Poll suggests tight U.S. Senate, presidential races in Iowa

Results are due to state's 'purpleness'


A poll providing the first post-primary peek at the November general election finds that the race for U.S. Senate seats is a virtual dead heat, and more than half of Iowans’ have unfavorable opinions of both President Donald Trump and former Vice President Joe Biden.

The Public Policy Polling survey of 963 Iowans conducted in the days after the June 2 primary shows Iowans leaning slightly toward Trump while also giving newly nominated Democratic Senate candidate Theresa Greenfield a 2 percentage point lead over first-term Republican Sen. Joni Ernst.

In addition to what the poll results say about those particular races, it confirms that Iowa once again is a battleground state, University of Iowa political science professor Tim Hagle said Friday.

That’s due in part to the “purpleness” of Iowa, he said, as well as the large number of voters aligned with neither the Republican nor Democratic parties.

The latest active voter registration numbers in Iowa show 674,456 Democrats, 669,503 Republicans and 653,448 “no party” and “other” voters.
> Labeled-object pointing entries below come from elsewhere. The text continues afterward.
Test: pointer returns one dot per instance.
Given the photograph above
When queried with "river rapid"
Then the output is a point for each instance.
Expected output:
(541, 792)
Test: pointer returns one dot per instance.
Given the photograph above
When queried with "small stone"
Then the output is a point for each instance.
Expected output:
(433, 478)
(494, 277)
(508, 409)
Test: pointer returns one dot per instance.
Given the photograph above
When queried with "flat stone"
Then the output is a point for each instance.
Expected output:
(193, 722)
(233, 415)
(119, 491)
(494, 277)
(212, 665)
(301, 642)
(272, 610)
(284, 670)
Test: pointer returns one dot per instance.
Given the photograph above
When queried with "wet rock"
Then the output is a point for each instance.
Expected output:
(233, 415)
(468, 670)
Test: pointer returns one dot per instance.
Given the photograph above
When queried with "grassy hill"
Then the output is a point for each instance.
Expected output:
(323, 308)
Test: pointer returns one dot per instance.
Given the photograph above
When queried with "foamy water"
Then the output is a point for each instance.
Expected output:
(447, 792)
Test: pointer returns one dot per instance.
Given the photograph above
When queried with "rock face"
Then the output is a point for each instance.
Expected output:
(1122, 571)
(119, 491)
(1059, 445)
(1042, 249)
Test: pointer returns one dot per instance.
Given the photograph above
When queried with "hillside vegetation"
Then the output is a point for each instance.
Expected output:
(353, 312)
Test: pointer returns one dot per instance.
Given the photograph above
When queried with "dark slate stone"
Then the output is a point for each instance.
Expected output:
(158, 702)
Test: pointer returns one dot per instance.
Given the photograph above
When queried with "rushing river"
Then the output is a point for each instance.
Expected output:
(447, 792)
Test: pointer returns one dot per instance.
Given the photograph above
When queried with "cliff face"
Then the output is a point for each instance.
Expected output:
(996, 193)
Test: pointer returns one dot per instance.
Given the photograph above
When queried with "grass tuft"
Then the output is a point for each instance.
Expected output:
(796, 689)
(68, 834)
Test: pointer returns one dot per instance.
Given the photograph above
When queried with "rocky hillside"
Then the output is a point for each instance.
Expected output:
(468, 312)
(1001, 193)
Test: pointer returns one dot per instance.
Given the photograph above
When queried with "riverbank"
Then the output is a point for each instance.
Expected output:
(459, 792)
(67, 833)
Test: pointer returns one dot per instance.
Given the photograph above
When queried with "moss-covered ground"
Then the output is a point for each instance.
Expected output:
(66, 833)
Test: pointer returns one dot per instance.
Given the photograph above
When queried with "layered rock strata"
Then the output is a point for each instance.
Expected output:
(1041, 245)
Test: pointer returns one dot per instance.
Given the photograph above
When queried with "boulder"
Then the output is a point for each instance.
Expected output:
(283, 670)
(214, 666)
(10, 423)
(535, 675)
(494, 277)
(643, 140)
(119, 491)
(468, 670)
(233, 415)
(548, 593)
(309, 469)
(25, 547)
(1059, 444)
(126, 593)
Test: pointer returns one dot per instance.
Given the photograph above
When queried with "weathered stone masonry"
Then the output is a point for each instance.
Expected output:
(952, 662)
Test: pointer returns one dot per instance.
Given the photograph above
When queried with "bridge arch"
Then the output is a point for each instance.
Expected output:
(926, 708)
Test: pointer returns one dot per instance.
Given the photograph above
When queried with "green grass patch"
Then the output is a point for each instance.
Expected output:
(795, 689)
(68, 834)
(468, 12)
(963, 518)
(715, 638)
“The near even split between Democrats and Republicans means that it’s almost always the ‘no party’ voters who decide,” Hagle said. “Most of them probably aren’t paying close attention at this point.”

In the Senate race, the poll found voters favored Greenfield over Ernst, 45 percent to 43 percent, with a 3.2 percent margin of error. Twelve percent of those polled were not sure who they would support in the Nov. 3 election.


Ernst’s approval rating is underwater with 38 percent approval and 45 percent disapproval, Public Policy Polling found in the poll conducted for Emily’s List, which backs Greenfield.

Greenfield’s approval rating is 36 percent, but her disapproval rating is just 23 percent. The remaining 41 percent were “not sure,” which may suggest voters don’t know her.

“That’s good in the sense that she can try to define herself, but bad if Ernst or the Republicans manage to do so first,” Hagle said.

Iowa Democratic Party spokesman Jeremy Busch said voters know Ernst “as the corrupt Washington politician she is and they’re categorically rejecting another six years of a senator who puts corporate PACs above the people of Iowa.”

Republicans are skeptical of poll because, in part, it showed six years ago at this time Ernst losing to U.S. Rep. Bruce Braley by 6 percentage points. She won 52 percent to 44 percent.

“There’s only one place to put a PPP poll and that’s straight into the garbage can,” said Republican Party of Iowa spokesman Aaron Britt.

Republicans point to criticism of PPP by the data journalism website for “herding” — producing results that closely match other polls. Last month,, gave PPP a B grade with a slight Democratic bias.

Chris Larimer, University of Northern Iowa political science professor, warns against reading too much into early polling. However, if nothing else, the polls confirm that Iowa remains a battleground state and provides justification for both national parties to pump more resources into Iowa.


Asked about the major party presidential candidates, 52 percent of those polled have an unfavorable view of the president while 51 percent find his challenger unfavorable. At the same time, 45 percent have a favorable opinion of Trump while 37 percent say the same about Biden.

The voters were split on the president’s job performance, with 48 percent approving and 49 percent disapproving.

On the big question — who will they vote for this fall — Trump edged Biden, 48 percent to 47 percent. Only 5 percent were not sure which candidate they would support.

In the 2016 contest between Trump and Democrat Hillary Clinton, Trump carried Iowa by nearly 10 percentage points. Among those polled, 50 percent voted for Trump and 41 percent said they voted for Clinton.

The breakdown of those polled shows 35 percent Republicans, 35 percent Democrats and 30 percent other. Fifty percent were contacted by landline and 50 percent by text message.

Looking at how tight both the presidential and Senate races are at the moment, Larimer wondered if that reflects a “permanent and decisive move among voters away from both incumbents” due to recent events — the coronavirus pandemic and attention on racial inequality in the wake of George Floyd’s death while in police custody.

“The head-to-head matchups are quite close,” he said. “But on the other hand, the favorability and approval numbers remain sharply divided along partisan lines.”